On Feb 15, 1:13*pm, Shaun Eli wrote:
Seems like it adds a bit of heat, at the expense of leaving the shower
with dirty feet. *Why are you closing the drain when you shower?


To prevent warm water going down the drain. Having just spent anywhere
from 5 to 8 kilowatt hours of electrical energy heating up the 40 US
gallon hot water tank; seems wrong to now let that hot water (mixed
with cold water to a suitable shower temperature) run straight down
the drain!

Someone else here seems to think drain is clogged, it is not.

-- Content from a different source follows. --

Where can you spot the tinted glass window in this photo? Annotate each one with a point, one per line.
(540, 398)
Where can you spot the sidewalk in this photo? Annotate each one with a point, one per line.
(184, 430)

We are
'holding' the water deliberately in the tub; by leaving the plug in
for an hour or two after showering.

This is a very small town our effluent drains down into the sea with
very little treatment. But, in part, what got us wondering was that;
in a large city some manholes and drains actually steam in very cold
weather. So that heat was/is being wasted into the ground or all
outdoors.

Same as the wasted heat from our car engines. Don't know what the
figure is but is; but only 30% or something of the gasoline actually
goes into driving the car?

Also sometimes you will see 'homeless' people sleeping on top of the
exhaust gratings from buildings which are putting out considerable
amounts of warm air. All that heat, which has been made by the burning
of gas, or oil, or electrcity. Although in some cases heat pumps also
used.

And yes the saving per shower, or the less often, full bath tub, is
very small. The cost of the heat 'lost' down the drain being probably
of the order (in our case) five to eight cents per shower? For us (1.5
persons), only $30 to $50 per year.

So could one estimate, that in a family of say five with a proclivity
to take long showers and/or baths; the saving, by allowing the warm
bath water to slightly add warmth to the house could be of of the
order of $200-$520?

If so that's around one dollar per day which is what some poor
families this world try to live on!

The present credit and economic crunch brings some of our energy
wasteful methods to mind. And there are apparently now houses that are
so well insulated and have solar cells etc. that they actually make
more energy than they use for the house itself. However don't think
those houses are in very cold or hot climates etc. or the extra
investment cost needed?

BTW it only takes a moment or so to clean off the bath tub and it
takes a few litres of water; which do not need to be hot as shower
water (cold or oller will do) so that's a non issue; merely to prove
that warm water should NOT be held in bath tub. Must calculate the
heat lost from the volume of the exhausted air from the fan, though.